Power Conference leaders discuss House Settlement (Featured)

Heads of the ACC, Big Ten, Big 12, Pac-12 and SEC convened by video Monday morning to discuss the direction college sports continue to move in the wake of Friday's formal passage of the House Settlement. 

And while SEC head Greg Sankey confirmed his Sunday afternoon round of golf with President Donald Trump and Notre Dame's Pete Bevacqua, the session mostly was very general discussion with little substance as to how, exactly, everyone moves forward since U.S. District Court Judge Claudia Wilken on Friday formally approved the $2.8 billion House Settlement that was the final legal hurdle (for now) to have institutions directly paying their current student-athletes, as well as also providing backpay for previous athletes.

Said Sankey, "I've always appreciated (Triump's) interest in college sports. It was helpful for me and for Pete as well to hear his thought and perspective and share some of ours."

Those thoughts?
"I think those are best left for the moment on the golf course."

Revenue-sharing payments for the House Settlement are scheduled to begin July 1; three weeks from Tuesday. For much of the past 12-24 months, college leaders and athletics departments have been trimming costs and operating budgets, as well as also seeking new revenue streams.

Notre Dame, for example, has announced its intention to begin selling alcoholic beverages on campus at all Irish football, men's and women's basketball and hockey games. The Irish also have had budget cuts and a much-publicized hiring freeze earlier this year. 

Tennessee has already enacted a "talent fee" atop its ticket prices, a measure UT Athletics Director Danny White said was strictly to generate funding to compensate student-athletes.

Jim Phillips, ACC commissioner, addressed the potential for punishment of Name, Image and Likeness deals that do not get approved by third-party overseer Deloitte or which are not properly disclosed.

But his answer was a non-answer, for now anyway. 

"We're in the process of putting together structure," said Phillips, who did tout the just-launched College Sports Commission as being positioned to potentially enforce more widespread guardrails in collegiate athletics after the essentially unchecked NIL existence since its initial launch four years ago.

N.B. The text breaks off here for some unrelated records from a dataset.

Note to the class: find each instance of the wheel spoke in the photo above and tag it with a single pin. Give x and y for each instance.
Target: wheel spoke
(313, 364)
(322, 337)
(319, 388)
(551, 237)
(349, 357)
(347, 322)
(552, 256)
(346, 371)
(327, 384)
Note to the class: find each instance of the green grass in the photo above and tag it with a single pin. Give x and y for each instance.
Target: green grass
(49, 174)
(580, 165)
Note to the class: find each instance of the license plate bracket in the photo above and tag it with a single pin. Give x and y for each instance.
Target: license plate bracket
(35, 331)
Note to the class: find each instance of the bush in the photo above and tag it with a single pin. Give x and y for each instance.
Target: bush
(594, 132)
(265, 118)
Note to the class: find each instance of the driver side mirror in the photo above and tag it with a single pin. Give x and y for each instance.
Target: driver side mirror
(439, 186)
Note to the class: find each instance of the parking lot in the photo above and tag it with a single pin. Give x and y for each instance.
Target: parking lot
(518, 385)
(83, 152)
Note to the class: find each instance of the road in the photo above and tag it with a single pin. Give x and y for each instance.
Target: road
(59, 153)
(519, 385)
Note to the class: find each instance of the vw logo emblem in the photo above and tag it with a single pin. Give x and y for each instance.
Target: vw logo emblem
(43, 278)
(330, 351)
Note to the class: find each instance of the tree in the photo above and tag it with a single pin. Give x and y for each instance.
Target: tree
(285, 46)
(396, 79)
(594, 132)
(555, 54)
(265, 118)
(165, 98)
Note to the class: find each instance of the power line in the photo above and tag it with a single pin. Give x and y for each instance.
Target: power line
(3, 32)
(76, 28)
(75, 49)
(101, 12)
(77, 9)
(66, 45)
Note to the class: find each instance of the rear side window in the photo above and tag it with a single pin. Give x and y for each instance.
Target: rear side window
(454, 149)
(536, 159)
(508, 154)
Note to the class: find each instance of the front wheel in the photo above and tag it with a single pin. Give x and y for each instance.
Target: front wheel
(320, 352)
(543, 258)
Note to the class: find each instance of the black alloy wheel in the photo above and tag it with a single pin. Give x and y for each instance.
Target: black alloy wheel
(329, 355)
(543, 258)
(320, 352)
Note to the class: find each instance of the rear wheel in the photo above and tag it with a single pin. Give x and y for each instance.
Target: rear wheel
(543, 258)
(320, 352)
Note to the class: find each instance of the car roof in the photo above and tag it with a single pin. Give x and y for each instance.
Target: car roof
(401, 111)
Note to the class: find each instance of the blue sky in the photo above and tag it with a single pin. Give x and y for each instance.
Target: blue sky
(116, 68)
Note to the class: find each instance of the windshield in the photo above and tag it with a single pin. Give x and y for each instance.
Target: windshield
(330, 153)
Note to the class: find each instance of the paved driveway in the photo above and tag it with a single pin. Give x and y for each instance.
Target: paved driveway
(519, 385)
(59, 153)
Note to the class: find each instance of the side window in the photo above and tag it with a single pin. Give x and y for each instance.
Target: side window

Big 12 Commissioner Brett Yormark addressed the so-called "Affiliation Agreement" that the four true Power Conferences -- ACC, Big Ten, Big 12, SEC -- have proposed in an effort to create a more uniform operating environment for member schools in those leagues, despite various state laws that could allow institutions to ignore the $20.5 million first-year revenue-sharing cap as well as the agreement that any NIL deal worth more than $600 must be approved by the aforementioned Deloitte-operated clearinghouse.